Jair Bolsonaro: ex-presidente está preso desde o dia 22 de novembro ( Ton Molina/STF/09-06-2025)
Repórter
Publicado em 6 de janeiro de 2026 às 13h30.
Última atualização em 6 de janeiro de 2026 às 13h46.
Um eventual encaminhamento do ex-presidente Jair Bolsonaro ao Hospital DF Star para realização de exames depende de autorização do Supremo Tribunal Federal, informou a Polícia Federal nesta terça-feira, 6.
Mais cedo, em nota anterior, a PF havia informado que o ex-presidente seria levado ao hospital para a realização de exames após sofrer uma queda durante a madrugada. A medida atendia a um pedido do médico particular do político.
Segundo comunicado da PF, o ex-presidente recebeu atendimento médico após relatar à equipe de plantão que havia caído. "O médico da Polícia Federal constatou ferimentos leves e não identificou necessidade de encaminhamento hospitalar, sendo indicada apenas observação."
Mais cedo, o médico Cláudio Birolini confirmou que Bolsonaro sofreu um traumatismo cranioencefálico leve. "Em vista da situação em que ele se encontra, quedas com traumatismos são uma de nossas maiores preocupações. Já havíamos alertado sobre esse risco", disse o médico. O cardiologista Brasil Ramos Caiado também foi acionado.
A informação da queda foi divulgada primeiro pela ex-primeira-dama Michelle Bolsonaro, que afirmou, em publicação nas redes sociais, que o ex-presidente teve uma crise enquanto dormia, caiu e bateu a cabeça em um móvel.
Integrantes da Polícia Federal, ouvidos sob reserva, afirmaram que houve atendimento no local e minimizaram a gravidade do episódio.
O episódio ocorreu poucos dias depois de Jair Bolsonaro apresentar melhora no quadro de saúde. Na semana passada, ele havia deixado o hospital DF Star, em Brasília, após permanecer internado por nove dias para uma cirurgia de hérnia inguinal bilateral.
A internação começou em 24 de dezembro e terminou no primeiro dia do ano.

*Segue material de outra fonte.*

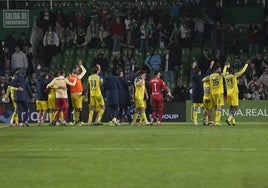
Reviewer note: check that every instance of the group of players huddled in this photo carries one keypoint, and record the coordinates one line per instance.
(53, 92)
(208, 92)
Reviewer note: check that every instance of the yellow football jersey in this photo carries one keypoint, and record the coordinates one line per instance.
(216, 83)
(94, 84)
(139, 85)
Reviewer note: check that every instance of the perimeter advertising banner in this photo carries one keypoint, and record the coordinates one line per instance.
(16, 18)
(173, 112)
(249, 111)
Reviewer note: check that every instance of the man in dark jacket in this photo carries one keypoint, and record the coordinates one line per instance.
(21, 97)
(41, 97)
(111, 89)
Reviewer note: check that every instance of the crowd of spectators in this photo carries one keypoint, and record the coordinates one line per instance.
(150, 29)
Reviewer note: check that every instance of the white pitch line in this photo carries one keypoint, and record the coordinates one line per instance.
(4, 127)
(131, 149)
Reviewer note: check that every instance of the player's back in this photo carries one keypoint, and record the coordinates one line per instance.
(139, 85)
(157, 86)
(231, 83)
(216, 83)
(94, 82)
(207, 89)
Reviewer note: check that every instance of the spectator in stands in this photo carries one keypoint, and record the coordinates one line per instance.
(104, 36)
(45, 19)
(118, 63)
(259, 64)
(59, 17)
(23, 41)
(3, 87)
(153, 62)
(22, 97)
(254, 83)
(175, 53)
(111, 88)
(254, 34)
(265, 31)
(264, 77)
(262, 92)
(219, 58)
(130, 25)
(80, 20)
(117, 33)
(217, 12)
(179, 92)
(144, 36)
(80, 40)
(32, 80)
(19, 60)
(102, 61)
(124, 97)
(242, 88)
(199, 28)
(6, 68)
(218, 37)
(174, 11)
(185, 32)
(70, 33)
(51, 43)
(92, 34)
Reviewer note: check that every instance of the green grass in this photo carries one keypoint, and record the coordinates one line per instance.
(174, 155)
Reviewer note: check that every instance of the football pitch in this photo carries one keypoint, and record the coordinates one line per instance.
(173, 155)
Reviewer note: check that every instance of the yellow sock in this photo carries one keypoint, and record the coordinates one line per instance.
(12, 117)
(135, 117)
(216, 117)
(61, 116)
(16, 118)
(51, 117)
(100, 114)
(90, 116)
(195, 114)
(229, 118)
(233, 121)
(143, 117)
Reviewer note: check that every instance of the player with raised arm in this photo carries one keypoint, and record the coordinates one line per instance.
(140, 103)
(94, 83)
(61, 96)
(216, 85)
(77, 91)
(157, 86)
(232, 90)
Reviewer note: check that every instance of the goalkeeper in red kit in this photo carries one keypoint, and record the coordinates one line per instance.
(157, 86)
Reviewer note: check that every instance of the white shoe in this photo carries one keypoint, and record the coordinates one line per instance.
(115, 121)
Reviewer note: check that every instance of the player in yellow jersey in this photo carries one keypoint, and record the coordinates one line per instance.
(232, 90)
(216, 84)
(140, 103)
(52, 100)
(207, 103)
(77, 91)
(95, 96)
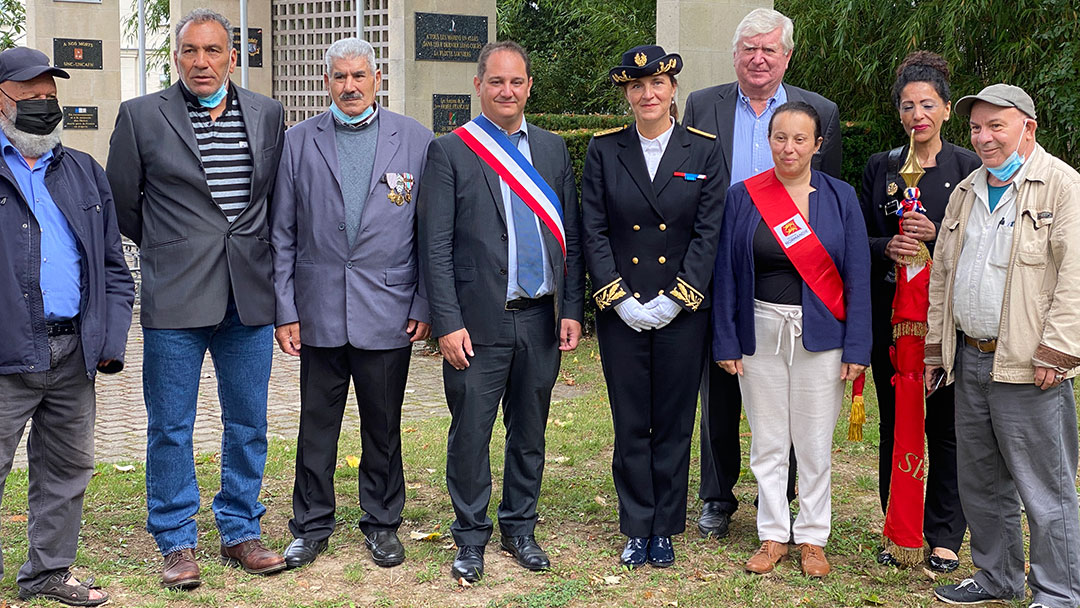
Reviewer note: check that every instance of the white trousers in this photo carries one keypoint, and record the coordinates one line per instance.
(792, 396)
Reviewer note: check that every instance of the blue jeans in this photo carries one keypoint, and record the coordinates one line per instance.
(172, 364)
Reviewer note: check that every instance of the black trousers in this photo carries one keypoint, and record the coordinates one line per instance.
(379, 380)
(520, 368)
(720, 454)
(652, 379)
(943, 521)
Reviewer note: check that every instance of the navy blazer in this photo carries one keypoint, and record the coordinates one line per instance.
(837, 219)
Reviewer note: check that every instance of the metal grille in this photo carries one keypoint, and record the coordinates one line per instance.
(302, 30)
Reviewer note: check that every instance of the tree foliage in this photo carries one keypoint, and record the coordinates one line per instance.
(572, 43)
(848, 51)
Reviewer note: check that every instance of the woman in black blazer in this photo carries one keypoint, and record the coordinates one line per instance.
(921, 96)
(651, 200)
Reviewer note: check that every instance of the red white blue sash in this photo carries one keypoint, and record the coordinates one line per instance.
(493, 147)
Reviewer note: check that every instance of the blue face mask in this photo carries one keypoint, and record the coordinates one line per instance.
(1012, 164)
(346, 119)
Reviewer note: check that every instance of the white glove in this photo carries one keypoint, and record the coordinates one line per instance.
(664, 309)
(635, 315)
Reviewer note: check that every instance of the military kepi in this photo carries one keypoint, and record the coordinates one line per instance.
(649, 59)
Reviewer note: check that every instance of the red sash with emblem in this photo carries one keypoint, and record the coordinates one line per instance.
(797, 240)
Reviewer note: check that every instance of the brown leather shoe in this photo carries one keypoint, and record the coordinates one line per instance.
(180, 570)
(813, 561)
(253, 557)
(767, 557)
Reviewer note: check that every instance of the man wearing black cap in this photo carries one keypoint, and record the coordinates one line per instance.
(67, 296)
(1004, 312)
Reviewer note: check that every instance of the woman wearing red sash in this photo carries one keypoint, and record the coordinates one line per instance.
(921, 97)
(792, 318)
(651, 205)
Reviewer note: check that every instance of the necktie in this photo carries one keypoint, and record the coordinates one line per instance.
(529, 247)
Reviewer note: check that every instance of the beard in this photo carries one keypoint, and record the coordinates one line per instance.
(29, 145)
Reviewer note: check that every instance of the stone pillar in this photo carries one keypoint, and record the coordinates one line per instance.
(449, 35)
(88, 38)
(260, 80)
(701, 31)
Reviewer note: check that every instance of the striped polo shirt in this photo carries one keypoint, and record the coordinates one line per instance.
(226, 158)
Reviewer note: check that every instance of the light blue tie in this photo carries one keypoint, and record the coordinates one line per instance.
(529, 247)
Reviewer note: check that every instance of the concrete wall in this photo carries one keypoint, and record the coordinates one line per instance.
(701, 30)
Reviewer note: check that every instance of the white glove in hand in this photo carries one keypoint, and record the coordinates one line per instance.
(663, 308)
(635, 315)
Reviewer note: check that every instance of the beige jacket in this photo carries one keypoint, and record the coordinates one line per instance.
(1040, 314)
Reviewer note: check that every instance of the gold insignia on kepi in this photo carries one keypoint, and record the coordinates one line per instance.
(702, 133)
(609, 294)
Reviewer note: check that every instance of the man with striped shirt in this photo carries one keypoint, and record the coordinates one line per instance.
(191, 169)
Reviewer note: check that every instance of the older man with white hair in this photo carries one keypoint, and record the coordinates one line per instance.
(739, 112)
(350, 301)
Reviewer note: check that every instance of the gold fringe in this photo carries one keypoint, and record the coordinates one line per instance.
(906, 556)
(856, 419)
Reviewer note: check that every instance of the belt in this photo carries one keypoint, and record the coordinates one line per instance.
(523, 304)
(988, 345)
(61, 327)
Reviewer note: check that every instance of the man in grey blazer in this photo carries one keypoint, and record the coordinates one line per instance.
(504, 300)
(191, 170)
(739, 112)
(350, 302)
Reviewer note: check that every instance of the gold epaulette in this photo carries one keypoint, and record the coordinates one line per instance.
(702, 133)
(609, 131)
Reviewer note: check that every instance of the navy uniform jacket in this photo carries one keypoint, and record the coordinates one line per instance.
(645, 239)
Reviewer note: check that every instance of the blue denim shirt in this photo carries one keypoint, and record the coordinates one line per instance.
(59, 254)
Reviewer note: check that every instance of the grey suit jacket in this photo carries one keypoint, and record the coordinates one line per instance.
(713, 110)
(365, 295)
(463, 242)
(191, 256)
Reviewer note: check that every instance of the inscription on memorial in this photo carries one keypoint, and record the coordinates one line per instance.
(77, 54)
(449, 112)
(254, 45)
(449, 38)
(80, 118)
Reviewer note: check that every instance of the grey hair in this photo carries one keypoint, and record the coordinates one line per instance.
(764, 21)
(203, 15)
(350, 49)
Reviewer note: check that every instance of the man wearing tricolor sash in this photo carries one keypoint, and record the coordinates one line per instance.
(500, 254)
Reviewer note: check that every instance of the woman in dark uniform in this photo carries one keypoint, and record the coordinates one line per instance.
(921, 95)
(651, 203)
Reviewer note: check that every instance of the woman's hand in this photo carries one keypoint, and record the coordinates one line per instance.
(731, 366)
(851, 370)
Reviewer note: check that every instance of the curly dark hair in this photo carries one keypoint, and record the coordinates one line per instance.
(922, 66)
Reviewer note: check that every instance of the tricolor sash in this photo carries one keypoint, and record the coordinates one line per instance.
(797, 240)
(493, 147)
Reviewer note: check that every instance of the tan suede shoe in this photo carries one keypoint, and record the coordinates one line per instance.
(813, 561)
(767, 557)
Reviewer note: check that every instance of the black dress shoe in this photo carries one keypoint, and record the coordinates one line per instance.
(526, 552)
(661, 553)
(635, 553)
(387, 551)
(469, 563)
(714, 521)
(943, 565)
(302, 551)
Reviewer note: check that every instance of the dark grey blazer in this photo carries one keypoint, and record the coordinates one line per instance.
(365, 295)
(463, 243)
(713, 110)
(191, 255)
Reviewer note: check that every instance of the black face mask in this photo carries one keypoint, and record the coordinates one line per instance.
(37, 117)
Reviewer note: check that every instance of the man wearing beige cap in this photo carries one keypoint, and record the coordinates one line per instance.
(1004, 324)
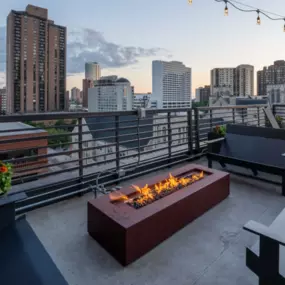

Nesse período, Bolsonaro também passou por um bloqueio do nervo frênico, procedimento indicado para controlar crises recorrentes de soluços.
Segundo a equipe médica, o problema estaria relacionado a complicações da facada sofrida durante a campanha presidencial de 2018.
Desde que voltou à custódia da Polícia Federal, no dia 1º, aliados e interlocutores vinham relatando uma evolução clínica considerada positiva, com redução significativa das crises de soluço.
Ainda assim, pessoas ouvidas sob reserva afirmam que Bolsonaro passou a relatar dificuldades para dormir. A queixa, segundo esses relatos, estaria associada ao funcionamento contínuo e ao barulho do sistema de ar-condicionado da unidade onde está custodiado.
A defesa levou a reclamação ao Supremo Tribunal Federal. Em petição encaminhada ao ministro Alexandre de Moraes, os advogados afirmaram que o barulho compromete o repouso do ex-presidente e solicitaram medidas como isolamento acústico ou adequação do espaço. Na segunda-feira, Moraes determinou que a Polícia Federal se manifeste, no prazo de cinco dias, sobre as condições relatadas.
Bolsonaro está preso desde o fim de novembro na Superintendência da Polícia Federal em Brasília, onde cumpre pena de 27 anos e três meses de prisão, imposta pelo STF por envolvimento na tentativa de golpe de Estado.
*Com informações do Globo
*Versão anterior desta matéria informava que Bolsonaro seria encaminhado pela Polícia Federal ao Hospital DF Star para a realização de exames. Às 13h30, a PF atualizou o comunicado e esclareceu que um eventual encaminhamento ao hospital depende de autorização do Supremo Tribunal Federal.